Iron can be measured in vivo with MR imaging because of iron's effect on signal intensity, causing signal darkening on T2⁎ and T2-weighted images that is greater with increasing magnetic field strength. By estimating the transverse relaxivity increase across field strengths, the MR Field-Dependent Relaxation Rate (R2) Increase (FDRI) can be calculated (Bartzokis et al., 1993Bartzokis et al., 2007b, Pfefferbaum et al., 2009). For example, acquisition of spin-echo data with a constant TR and multiple echoes at 1.5 T and 3.0 T allows the computation of R2 at each field strength, with the difference between R2s divided by the field strength difference producing FDRI in units of s⁻¹/Tesla.

In addition to affecting relaxivity, local iron influences MR gradient-echo image phase, which forms the basis for another method for iron quantification, Susceptibility-Weighted Imaging (SWI) (Haacke et al., 2004, 2005). The paramagnetic properties of tissue ferritin cause local field inhomogeneity that can be detected by examining the phase of the spins computed from the relationship of the real and imaginary components of quadrature-detected signal in a gradient-echo sequence. The phase of the spins at a given field strength and echo time are influenced by iron concentration in each voxel. The ferromagnetic property of the iron causes the protons to accrue more negative phase in iron-rich tissue in addition to off-resonance phase accrued linearly with field strength and echo time. For a right-handed system, reconstructed MR phase images typically yield positive phase values for white matter (less iron), whereas deep gray matter structures tend to have negative phase (more iron). In addition to iron content, the phase of the spins in a voxel can also be influenced by other sources, including main-field inhomogeneities due to air–tissue interfaces, flowing or moving spins, and the ratio of oxy- and dexoyhemoglobin. At optimal acquisition parameters, the more iron in a voxel, the lower will be the measured phase (Haacke et al., 2004). An advantage of this approach is that it does not require scanning at two field strengths (Haacke et al., 2005, 2007).

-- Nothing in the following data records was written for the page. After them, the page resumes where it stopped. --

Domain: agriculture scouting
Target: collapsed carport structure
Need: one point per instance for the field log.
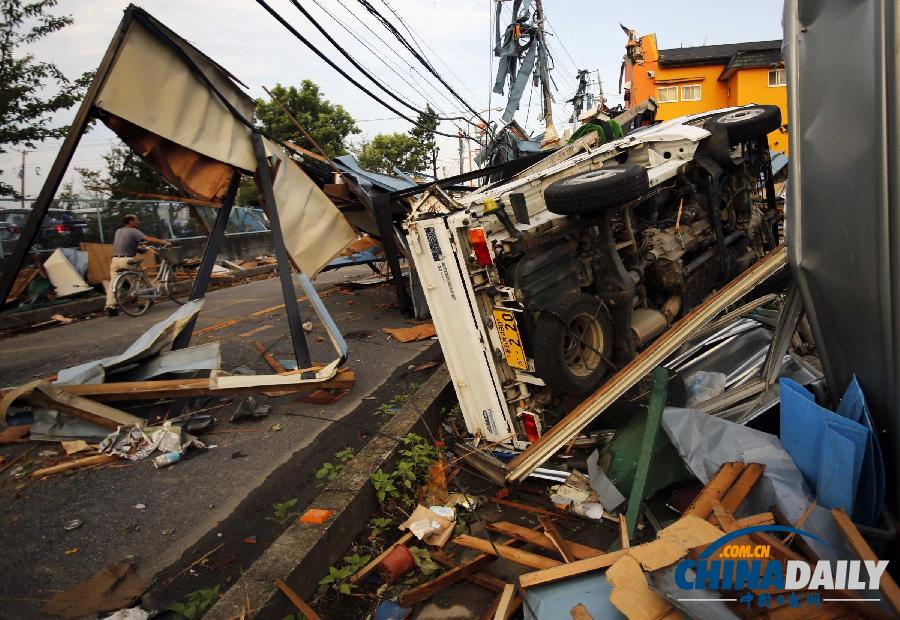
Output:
(191, 121)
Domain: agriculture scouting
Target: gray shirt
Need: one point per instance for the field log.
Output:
(126, 240)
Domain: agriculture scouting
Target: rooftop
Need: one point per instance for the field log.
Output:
(713, 54)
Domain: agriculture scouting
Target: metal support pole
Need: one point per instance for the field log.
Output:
(60, 164)
(298, 338)
(382, 206)
(210, 253)
(100, 222)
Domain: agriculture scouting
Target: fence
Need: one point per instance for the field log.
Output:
(72, 221)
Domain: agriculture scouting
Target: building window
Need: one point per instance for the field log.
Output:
(690, 93)
(667, 94)
(777, 77)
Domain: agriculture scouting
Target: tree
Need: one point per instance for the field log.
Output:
(386, 150)
(328, 124)
(423, 134)
(25, 112)
(126, 174)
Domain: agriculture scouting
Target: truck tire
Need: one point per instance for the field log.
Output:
(597, 190)
(750, 122)
(563, 332)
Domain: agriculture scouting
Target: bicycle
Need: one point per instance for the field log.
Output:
(135, 293)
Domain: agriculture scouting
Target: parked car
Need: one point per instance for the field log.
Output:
(60, 229)
(543, 285)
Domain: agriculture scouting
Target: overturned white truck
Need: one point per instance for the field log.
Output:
(542, 284)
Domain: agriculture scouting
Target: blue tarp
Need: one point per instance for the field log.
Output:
(837, 452)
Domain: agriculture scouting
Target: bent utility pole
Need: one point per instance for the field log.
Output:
(551, 138)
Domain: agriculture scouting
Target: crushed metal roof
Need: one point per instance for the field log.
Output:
(712, 54)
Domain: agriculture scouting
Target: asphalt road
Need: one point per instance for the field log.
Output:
(188, 502)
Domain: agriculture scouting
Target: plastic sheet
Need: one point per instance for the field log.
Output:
(706, 442)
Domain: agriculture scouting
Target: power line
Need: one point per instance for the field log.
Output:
(334, 66)
(415, 35)
(361, 69)
(388, 46)
(399, 36)
(378, 55)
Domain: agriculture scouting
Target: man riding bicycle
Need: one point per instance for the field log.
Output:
(125, 248)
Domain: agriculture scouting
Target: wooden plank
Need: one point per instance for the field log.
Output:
(613, 388)
(763, 518)
(564, 571)
(717, 487)
(859, 545)
(368, 568)
(725, 519)
(512, 554)
(559, 543)
(520, 532)
(483, 580)
(187, 388)
(298, 602)
(430, 588)
(658, 390)
(97, 459)
(273, 363)
(503, 606)
(624, 539)
(735, 496)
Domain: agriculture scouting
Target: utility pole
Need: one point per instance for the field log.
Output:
(551, 138)
(22, 178)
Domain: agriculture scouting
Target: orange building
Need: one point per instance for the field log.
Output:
(688, 80)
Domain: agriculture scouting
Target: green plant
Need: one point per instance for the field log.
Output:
(384, 485)
(418, 452)
(338, 578)
(196, 603)
(329, 471)
(379, 525)
(282, 512)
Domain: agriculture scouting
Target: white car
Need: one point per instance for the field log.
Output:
(541, 285)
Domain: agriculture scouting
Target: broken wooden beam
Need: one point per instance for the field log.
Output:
(524, 534)
(512, 554)
(716, 488)
(616, 386)
(190, 388)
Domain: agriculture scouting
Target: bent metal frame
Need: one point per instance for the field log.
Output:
(86, 113)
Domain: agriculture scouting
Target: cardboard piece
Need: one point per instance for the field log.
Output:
(439, 536)
(411, 334)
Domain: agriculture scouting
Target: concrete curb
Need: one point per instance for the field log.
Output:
(79, 307)
(303, 553)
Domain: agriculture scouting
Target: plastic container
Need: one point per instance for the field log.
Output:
(396, 564)
(164, 460)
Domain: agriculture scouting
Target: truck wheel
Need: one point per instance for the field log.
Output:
(573, 339)
(597, 190)
(750, 122)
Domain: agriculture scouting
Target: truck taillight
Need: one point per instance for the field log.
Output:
(478, 240)
(530, 424)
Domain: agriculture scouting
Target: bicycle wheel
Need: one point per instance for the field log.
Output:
(179, 284)
(133, 293)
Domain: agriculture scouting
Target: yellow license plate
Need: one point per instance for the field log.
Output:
(510, 339)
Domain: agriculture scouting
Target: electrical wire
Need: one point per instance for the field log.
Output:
(363, 70)
(376, 54)
(334, 66)
(424, 61)
(387, 46)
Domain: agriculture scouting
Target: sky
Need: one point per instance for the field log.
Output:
(456, 36)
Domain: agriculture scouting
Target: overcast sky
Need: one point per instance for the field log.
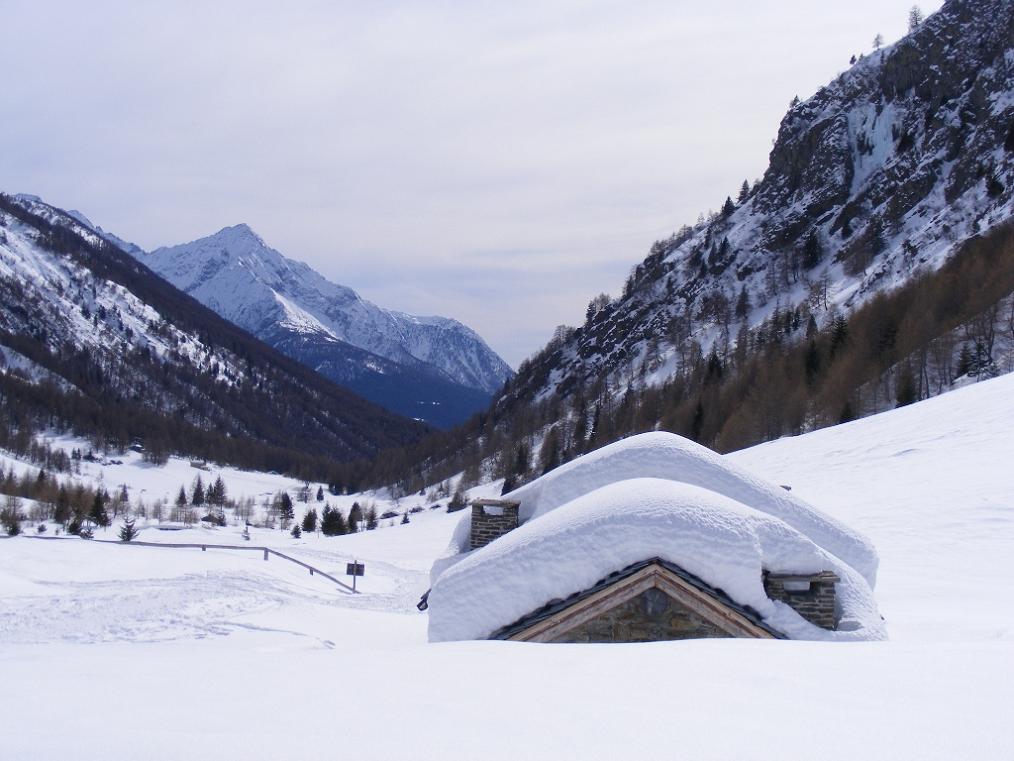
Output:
(498, 162)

We compared the FDRI and SWI approaches to the measurement of brain iron in regions known to vary widely in their iron content—high in striatum and brain stem nuclei and low in white matter—and affected differentially by age. To establish convergent validity of the results, we correlated the regional iron values obtained with each acquisition method with published postmortem values on regional brain iron (Hallgren and Sourander, 1958).